Theodoros, Mircea Cartarescu, p. 249
Pues las dos habían dado a luz la
misma noche, una a un niño vivo y la otra a un niño muerto. Pero la que parió
al niño muerto cambió a los recién nacidos y gritaba a los cuatro vientos que
el niño vivo era el fruto de su vientre. Las mujeres se encontraban ahora ante
el rey, maldiciéndose la una a la otra, y el bebé, firmemente envuelto en paños
de lienzo para que tuviera más adelante las piernas rectas, estaba en brazos de
una criada. Todos los ojos estaban clavados en el rey, pues se trataba de su
primer juicio, y el buen día, como diría él mismo después, se conoce desde la
mañana.
Siempre que la historia llegaba a
este punto, Makeda aplaudía encantada, porque Salomón hizo entonces algo que no
se le habría ocurrido a nadie más, ni siquiera a un sabio anciano de cabellos
plateados. Pues no fueron las leyes sin alma, que mataban o perdonaban la vida
según decía el libro, sino el profundo conocimiento del alma humana lo que
inspiró el extraordinario veredicto del rey. Salomón llamó a un soldado de los
que, arma en ristre, custodiaban siempre el trono real y le ordenó que cortara al
niño en dos para entregar a cada mujer una de las mitades. Según la antigua ley
de Moisés, que no tomaba en consideración el rostro de la persona y que mataba
a ciegas a los que se confundían con los ritos incomprensibles que Adonaí pedía
a Su pueblo, la decisión parecía justa y ninguno de los jueces de la sala se
sintió turbado. Nadie se rasgó las vestiduras llorando por el sacrificio de un
niño inocente. En el silencio más sepulcral, el soldado tomó al niño y elevó la
espada sobre él. Un instante más y habría culminado su terrible misión.

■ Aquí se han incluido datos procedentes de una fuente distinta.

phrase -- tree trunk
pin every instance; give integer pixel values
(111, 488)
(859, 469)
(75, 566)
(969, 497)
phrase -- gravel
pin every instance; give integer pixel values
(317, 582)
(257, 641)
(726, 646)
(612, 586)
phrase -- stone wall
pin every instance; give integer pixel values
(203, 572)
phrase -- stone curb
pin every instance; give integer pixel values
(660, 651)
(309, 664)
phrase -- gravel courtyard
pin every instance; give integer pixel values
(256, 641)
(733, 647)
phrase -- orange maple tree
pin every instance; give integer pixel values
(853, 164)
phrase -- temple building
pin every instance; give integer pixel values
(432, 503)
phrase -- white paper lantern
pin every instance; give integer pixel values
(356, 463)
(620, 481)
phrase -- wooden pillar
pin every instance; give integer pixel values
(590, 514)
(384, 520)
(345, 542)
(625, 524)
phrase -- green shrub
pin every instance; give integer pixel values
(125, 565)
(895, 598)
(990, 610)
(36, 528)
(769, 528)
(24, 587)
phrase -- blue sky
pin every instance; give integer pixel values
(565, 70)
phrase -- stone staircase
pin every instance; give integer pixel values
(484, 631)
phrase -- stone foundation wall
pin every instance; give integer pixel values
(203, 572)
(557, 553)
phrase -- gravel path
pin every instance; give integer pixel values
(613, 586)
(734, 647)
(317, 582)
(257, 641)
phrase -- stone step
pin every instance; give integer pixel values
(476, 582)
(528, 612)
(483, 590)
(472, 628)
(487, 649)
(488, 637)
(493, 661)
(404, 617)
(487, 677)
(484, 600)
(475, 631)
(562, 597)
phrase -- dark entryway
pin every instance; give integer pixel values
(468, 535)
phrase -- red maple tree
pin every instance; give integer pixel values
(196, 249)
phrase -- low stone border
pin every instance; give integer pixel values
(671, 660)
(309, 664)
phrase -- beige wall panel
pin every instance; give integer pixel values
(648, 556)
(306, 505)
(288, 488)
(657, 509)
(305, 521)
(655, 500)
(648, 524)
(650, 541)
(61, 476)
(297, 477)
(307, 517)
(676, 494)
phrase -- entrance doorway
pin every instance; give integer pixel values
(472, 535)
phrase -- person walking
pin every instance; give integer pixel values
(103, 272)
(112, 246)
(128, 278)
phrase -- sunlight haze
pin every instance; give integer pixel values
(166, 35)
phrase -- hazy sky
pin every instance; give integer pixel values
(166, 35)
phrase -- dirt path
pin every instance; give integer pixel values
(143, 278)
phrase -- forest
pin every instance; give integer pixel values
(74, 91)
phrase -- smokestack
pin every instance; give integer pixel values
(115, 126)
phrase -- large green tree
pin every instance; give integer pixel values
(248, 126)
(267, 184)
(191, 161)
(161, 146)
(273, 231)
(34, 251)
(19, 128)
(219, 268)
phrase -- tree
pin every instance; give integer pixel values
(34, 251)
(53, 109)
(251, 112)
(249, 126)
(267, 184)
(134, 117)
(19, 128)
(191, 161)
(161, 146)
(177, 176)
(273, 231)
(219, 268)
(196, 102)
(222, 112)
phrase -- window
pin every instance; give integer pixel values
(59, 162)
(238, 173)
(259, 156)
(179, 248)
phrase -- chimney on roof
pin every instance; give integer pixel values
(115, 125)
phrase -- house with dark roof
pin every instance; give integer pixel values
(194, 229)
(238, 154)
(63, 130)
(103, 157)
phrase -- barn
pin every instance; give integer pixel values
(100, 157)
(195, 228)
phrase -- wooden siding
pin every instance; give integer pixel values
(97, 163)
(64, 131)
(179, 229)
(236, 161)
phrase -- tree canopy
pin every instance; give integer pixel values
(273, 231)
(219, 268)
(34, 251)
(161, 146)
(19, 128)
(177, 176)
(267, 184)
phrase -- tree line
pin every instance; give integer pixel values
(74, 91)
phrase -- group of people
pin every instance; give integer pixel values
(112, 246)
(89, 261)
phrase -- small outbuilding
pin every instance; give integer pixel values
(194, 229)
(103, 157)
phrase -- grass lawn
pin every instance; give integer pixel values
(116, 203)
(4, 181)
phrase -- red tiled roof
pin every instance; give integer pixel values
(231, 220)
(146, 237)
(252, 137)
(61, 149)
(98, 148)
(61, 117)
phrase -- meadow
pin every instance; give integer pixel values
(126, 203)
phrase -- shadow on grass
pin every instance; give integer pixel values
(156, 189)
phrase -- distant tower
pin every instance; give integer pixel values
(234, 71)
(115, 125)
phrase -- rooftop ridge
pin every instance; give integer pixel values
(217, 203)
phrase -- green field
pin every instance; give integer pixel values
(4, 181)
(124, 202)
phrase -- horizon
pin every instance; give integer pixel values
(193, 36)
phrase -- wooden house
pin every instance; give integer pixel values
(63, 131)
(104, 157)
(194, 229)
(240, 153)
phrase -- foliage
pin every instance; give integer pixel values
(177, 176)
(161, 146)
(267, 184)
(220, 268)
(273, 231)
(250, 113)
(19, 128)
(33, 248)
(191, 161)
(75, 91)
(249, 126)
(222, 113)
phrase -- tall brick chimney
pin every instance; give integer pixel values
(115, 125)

Entonces se escuchó el grito de una de las mujeres: «¡No lo matéis!
¡Entregádselo a ella solo para que viva!». Y entonces se produjo el milagro.
Salomón levantó la mano y le dijo al soldado: «¡Envaina tu espada! La que ha
hablado es la madre del niño. ¡Que se lo entreguen inmediatamente!». Nunca se
había escuchado en el mundo semejante parábola viva.